Phantom Networks of Finite Chains

TL;DR

This paper develops a precise, compact mathematical model for finite-chain elastomer networks, incorporating fluctuation distributions and elasticity relationships, advancing the understanding of phantom network behavior in molecular chains.

Contribution

It introduces an exact, closed-form representation of finite FJC networks, including fluctuation distributions and a novel elasticity model for phantom networks.

Findings

Exact fit of the probability density function to Treloar's series expression

Derived fluctuation distribution for junctions in finite FJC networks

Developed a new elasticity relationship accounting for junction fluctuations

Abstract

Molecular chains of elastomer networks are modeled as ideal, finite, Freely Jointed Chains (FJCs). We first develop a compact, closed-form, mathematically accurate representation of this model. We begin with the closed form of the Pade-like approximations for the Inverse Langevin Function, modified by the method by Slater (2003), to map to the ideal FJC model. We fit the generalized form of this expression to exact the series expression by Treloar (1975) for the probability density function. The resulting fit yields the exact expression with respect to the Treloar expression. We verify this exact fit from the precise correlation of the moments from the fitted probability distribution with the analytical FJC distribution moments. These expressions are incorporated into the 8-chain geometry, to yield the affine network elasticity expression.
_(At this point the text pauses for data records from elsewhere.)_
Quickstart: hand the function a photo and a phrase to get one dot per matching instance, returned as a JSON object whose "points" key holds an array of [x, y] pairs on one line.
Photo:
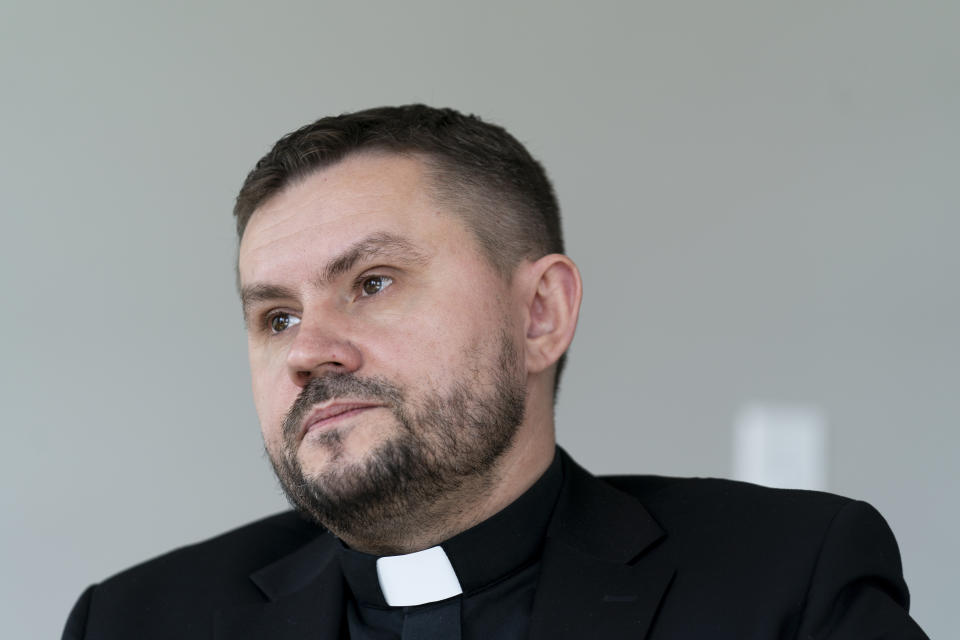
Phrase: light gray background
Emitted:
{"points": [[762, 197]]}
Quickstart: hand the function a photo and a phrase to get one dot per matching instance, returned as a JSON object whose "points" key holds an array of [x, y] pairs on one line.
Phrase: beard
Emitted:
{"points": [[445, 445]]}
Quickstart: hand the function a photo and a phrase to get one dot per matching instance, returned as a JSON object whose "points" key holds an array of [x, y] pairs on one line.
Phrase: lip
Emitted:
{"points": [[325, 415]]}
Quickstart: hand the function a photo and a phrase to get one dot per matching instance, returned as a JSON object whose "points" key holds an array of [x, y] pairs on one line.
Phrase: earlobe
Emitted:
{"points": [[553, 308]]}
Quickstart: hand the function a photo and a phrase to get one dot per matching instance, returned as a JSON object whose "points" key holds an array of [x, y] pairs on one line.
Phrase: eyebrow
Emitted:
{"points": [[376, 245]]}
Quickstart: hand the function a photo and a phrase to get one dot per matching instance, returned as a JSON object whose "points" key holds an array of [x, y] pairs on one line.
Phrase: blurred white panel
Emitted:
{"points": [[781, 446]]}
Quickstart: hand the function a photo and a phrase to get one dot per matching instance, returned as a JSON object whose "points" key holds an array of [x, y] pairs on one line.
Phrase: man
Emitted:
{"points": [[408, 305]]}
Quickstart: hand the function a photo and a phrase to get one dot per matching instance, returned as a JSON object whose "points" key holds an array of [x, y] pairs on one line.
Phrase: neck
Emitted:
{"points": [[476, 499]]}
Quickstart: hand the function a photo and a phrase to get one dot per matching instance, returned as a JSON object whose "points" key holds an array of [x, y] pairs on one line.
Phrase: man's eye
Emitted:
{"points": [[373, 285], [281, 322]]}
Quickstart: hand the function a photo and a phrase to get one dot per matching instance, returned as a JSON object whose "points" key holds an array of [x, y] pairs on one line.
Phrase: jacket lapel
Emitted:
{"points": [[304, 593], [600, 574]]}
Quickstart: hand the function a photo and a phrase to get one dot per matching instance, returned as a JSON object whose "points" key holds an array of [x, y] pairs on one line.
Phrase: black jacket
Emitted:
{"points": [[625, 557]]}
We extend the exact and compact expression of an ideal FJC to determine the fluctuation distribution (about its mean position), of the junction between two ideal FJCs. The fluctuation is the conditional probability of the junction, given the separation of the distal points of the connected FJCs. The fluctuation distribution corresponds to an ideal FJC, whose effective number of segments, decreases linearly with the distal end separation. Finally, we develop the elasticity relationship for such an ideal network whose junctions can fluctuate to reduce the strain energy density. However, this reduction itself decreases with deformation, which is incorporated in developing the elasticity expression for a phantom network of finite chains.